Merry Christmas to you all. And I truly mean that. I hope you have managed to have a great time, and that you have managed to stay healthy, despite Covids best efforts and those of the other seasonal diseases that tend to crop up at this time of the year.
Over past years Gerry and / or I have managed to contract one of the various bugs doing the rounds during the Christmas period. Being sick really does take the edge off things especially when it means not seeing the grandkids opening their presents.
However, an unexpected benefit of the precautions taken, during the Covid pandemic ,seemed to be a reduction in the number of these seasonal infections. Sadly, now that many of the precautions have been relaxed there are many bugs doing the rounds. And, of course, Gerry has gone down with the dreaded lurgy, yet again. I say yet again, as this must be the third bug she has contracted this year.
Usually we are scanning around for the culprit, hunting down patient zero, searching for the one that passed on their germs. However, this year there are several candidates.
On the Friday before Christmas we were visited by a friend who said her husband was suffering with something. On the Saturday, Christmas Eve and our 45th Wedding Anniversary, we were visited by our daughter Angie and her husband Jon. He was suffering with a sore throat, croaking well.
That brings us to Christmas Day itself. Our granddaughter Keeley was hosting us this year, and of course nobody wanted to call it off, but, Keeley and her eldest, were both suffering with their own lurgy variant. And we didn’t see her youngest as he was in bed all day doing battle with his own lurgy. Although we had a good time and the food was yummy, the day was a little subdued. The edge had definitely been taken off.

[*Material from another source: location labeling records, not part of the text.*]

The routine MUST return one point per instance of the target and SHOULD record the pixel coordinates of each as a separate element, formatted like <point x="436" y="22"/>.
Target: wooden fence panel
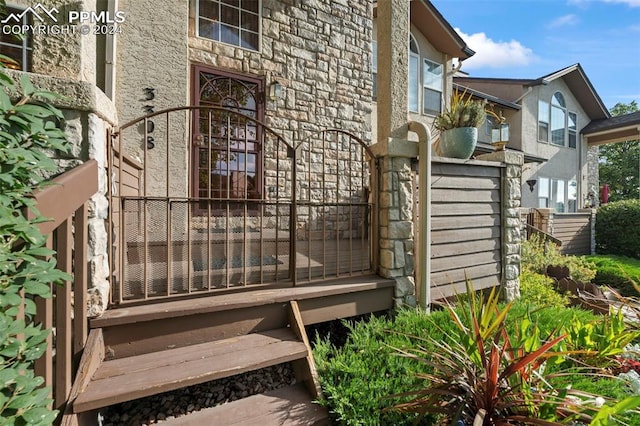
<point x="129" y="172"/>
<point x="574" y="230"/>
<point x="466" y="239"/>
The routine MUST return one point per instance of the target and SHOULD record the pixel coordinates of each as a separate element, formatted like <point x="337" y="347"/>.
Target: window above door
<point x="234" y="22"/>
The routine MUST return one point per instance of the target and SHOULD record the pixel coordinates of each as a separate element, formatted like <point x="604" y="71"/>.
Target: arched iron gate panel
<point x="222" y="202"/>
<point x="335" y="204"/>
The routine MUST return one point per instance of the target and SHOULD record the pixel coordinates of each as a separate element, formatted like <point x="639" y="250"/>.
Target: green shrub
<point x="538" y="290"/>
<point x="28" y="132"/>
<point x="618" y="272"/>
<point x="618" y="228"/>
<point x="358" y="378"/>
<point x="537" y="254"/>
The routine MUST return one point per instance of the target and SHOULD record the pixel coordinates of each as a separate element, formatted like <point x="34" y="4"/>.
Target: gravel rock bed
<point x="154" y="409"/>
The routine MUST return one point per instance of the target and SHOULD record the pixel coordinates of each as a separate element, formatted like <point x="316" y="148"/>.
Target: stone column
<point x="396" y="224"/>
<point x="396" y="186"/>
<point x="546" y="220"/>
<point x="393" y="65"/>
<point x="511" y="234"/>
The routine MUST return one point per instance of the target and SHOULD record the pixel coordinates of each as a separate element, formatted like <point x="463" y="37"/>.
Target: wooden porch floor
<point x="350" y="293"/>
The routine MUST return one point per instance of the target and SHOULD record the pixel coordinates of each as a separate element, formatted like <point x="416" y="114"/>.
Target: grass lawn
<point x="618" y="272"/>
<point x="358" y="377"/>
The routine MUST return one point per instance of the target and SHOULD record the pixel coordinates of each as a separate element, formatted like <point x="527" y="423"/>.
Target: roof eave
<point x="438" y="31"/>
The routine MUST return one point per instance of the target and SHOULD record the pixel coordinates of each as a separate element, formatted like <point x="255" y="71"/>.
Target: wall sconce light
<point x="149" y="93"/>
<point x="532" y="184"/>
<point x="276" y="91"/>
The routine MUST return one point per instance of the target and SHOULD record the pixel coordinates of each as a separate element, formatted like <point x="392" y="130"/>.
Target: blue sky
<point x="532" y="38"/>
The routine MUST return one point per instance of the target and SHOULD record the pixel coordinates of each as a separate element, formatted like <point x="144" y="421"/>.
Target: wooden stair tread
<point x="227" y="302"/>
<point x="288" y="406"/>
<point x="149" y="374"/>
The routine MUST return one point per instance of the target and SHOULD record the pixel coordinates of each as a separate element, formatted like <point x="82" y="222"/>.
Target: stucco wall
<point x="319" y="51"/>
<point x="564" y="163"/>
<point x="66" y="55"/>
<point x="427" y="51"/>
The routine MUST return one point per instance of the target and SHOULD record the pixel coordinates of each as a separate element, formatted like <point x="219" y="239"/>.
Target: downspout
<point x="580" y="177"/>
<point x="110" y="56"/>
<point x="423" y="252"/>
<point x="529" y="90"/>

Obviously, the odds were not in our favour and Gerry started with a tickly, then sore, throat late on Monday, Boxing Day. And there we have it, multiple folks at which to point the finger of blame.

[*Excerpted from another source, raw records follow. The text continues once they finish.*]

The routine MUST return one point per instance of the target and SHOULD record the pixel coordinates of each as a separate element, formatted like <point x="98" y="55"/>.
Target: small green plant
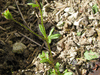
<point x="45" y="57"/>
<point x="78" y="33"/>
<point x="95" y="8"/>
<point x="90" y="55"/>
<point x="67" y="73"/>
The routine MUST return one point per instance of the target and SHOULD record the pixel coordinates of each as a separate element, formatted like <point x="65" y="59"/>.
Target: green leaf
<point x="7" y="14"/>
<point x="54" y="36"/>
<point x="33" y="5"/>
<point x="90" y="55"/>
<point x="42" y="29"/>
<point x="67" y="73"/>
<point x="78" y="33"/>
<point x="95" y="8"/>
<point x="49" y="40"/>
<point x="44" y="58"/>
<point x="57" y="65"/>
<point x="51" y="31"/>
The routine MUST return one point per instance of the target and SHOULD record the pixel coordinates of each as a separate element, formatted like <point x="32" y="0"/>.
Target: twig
<point x="32" y="40"/>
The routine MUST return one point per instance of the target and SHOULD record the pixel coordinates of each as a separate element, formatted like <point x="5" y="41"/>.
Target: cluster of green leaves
<point x="44" y="56"/>
<point x="89" y="55"/>
<point x="95" y="8"/>
<point x="7" y="14"/>
<point x="45" y="59"/>
<point x="53" y="72"/>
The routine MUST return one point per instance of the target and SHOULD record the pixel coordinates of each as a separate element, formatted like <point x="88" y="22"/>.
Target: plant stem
<point x="28" y="29"/>
<point x="51" y="57"/>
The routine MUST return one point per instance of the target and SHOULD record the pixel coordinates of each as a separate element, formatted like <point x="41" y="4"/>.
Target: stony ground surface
<point x="76" y="20"/>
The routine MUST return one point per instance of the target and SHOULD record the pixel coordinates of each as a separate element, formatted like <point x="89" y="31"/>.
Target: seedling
<point x="44" y="56"/>
<point x="91" y="55"/>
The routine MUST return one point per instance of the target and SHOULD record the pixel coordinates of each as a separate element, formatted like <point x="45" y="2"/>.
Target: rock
<point x="18" y="48"/>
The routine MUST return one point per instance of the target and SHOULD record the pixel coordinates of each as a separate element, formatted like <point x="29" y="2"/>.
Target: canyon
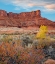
<point x="26" y="20"/>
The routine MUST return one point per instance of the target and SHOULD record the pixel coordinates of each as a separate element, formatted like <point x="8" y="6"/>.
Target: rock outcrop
<point x="24" y="19"/>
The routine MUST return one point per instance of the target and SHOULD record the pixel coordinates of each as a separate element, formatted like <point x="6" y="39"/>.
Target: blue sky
<point x="47" y="7"/>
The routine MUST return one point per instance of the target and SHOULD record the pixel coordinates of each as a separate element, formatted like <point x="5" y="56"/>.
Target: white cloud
<point x="27" y="4"/>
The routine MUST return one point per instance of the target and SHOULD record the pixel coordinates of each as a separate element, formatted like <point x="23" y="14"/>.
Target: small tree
<point x="42" y="32"/>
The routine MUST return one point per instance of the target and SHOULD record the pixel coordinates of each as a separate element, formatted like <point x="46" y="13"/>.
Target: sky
<point x="47" y="7"/>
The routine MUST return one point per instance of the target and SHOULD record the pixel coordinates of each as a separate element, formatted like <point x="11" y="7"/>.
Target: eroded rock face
<point x="24" y="19"/>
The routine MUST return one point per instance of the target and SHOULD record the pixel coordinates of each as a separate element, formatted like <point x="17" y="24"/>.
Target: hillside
<point x="24" y="19"/>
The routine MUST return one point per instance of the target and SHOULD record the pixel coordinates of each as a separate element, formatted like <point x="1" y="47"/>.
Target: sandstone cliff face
<point x="24" y="19"/>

Our concern is, as always, that anytime Gerry contracts one of these coughy cold/flu things, it invariably travels down onto her chest and evolves into a chest infection. Earlier this year she had two such episodes resulting in three prescriptions of antibiotics.
This morning, wanting to get a jump on things, I started the marathon task of trying to get an appointment to see / speak to a doctor. To stand a chance of getting an appointment, you have to start calling Crookhorn Surgery at 08:00. I started calling on the dot, with the following results ……
75 Calls = Number of attempted calls when the line was engaged.
This is only possible when using a modern phone, hitting redial immediately the system drops the call. I can’t imagine what folks do that are still reliant on landline phones and those that aren’t au fait with modern technology.
7 Calls = Number of calls picked up by the automated system, where I had to listen, excitedly, to a message which informed me that they were busy and to call back later. At which point the call is cut leading to huge disappointment.
At 08:13, after some 82 redials, I managed to break through to join a queue where I was informed, regularly, that my wait time was one minute. After some time I actually spoke to a human. The net result, after just under 10 minutes, was that we had been triaged and informed that we would receive a call from a doctor by 13:00.
This is better than last time where we attempted to get through, and, after 40 minutes were informed that there were no more appointments that day and that we would have to call back the following morning.
The good news from this, is that we had received the call from the GP, who duly prescribed the antibiotics. At 10:21 I received a text from the pharmacy to say that the script was ready for collection. By 11:30 Gerry had taken her initial dose.
Obviously, this is an improvement over our previous experience. But it does not reflect well on the NHS. Covid regularly gets the blame for whatever ails the NHS. All I can say is that prior to 2019 we were able to get appointments fairly easily, that we actually got to see a doctor on almost every occasion. Since 2019, trying to phone for an appointment is a chore, which rarely results in a face to face appointment.
Today my wife was called by a doctor who prescribed antibiotics over the phone. He didn’t see my wife, didn’t take her temperature, didn’t listen to her chest / lungs. This is not the NHS service that we are used to. But it seems that we are going to have to accept this as the new norm.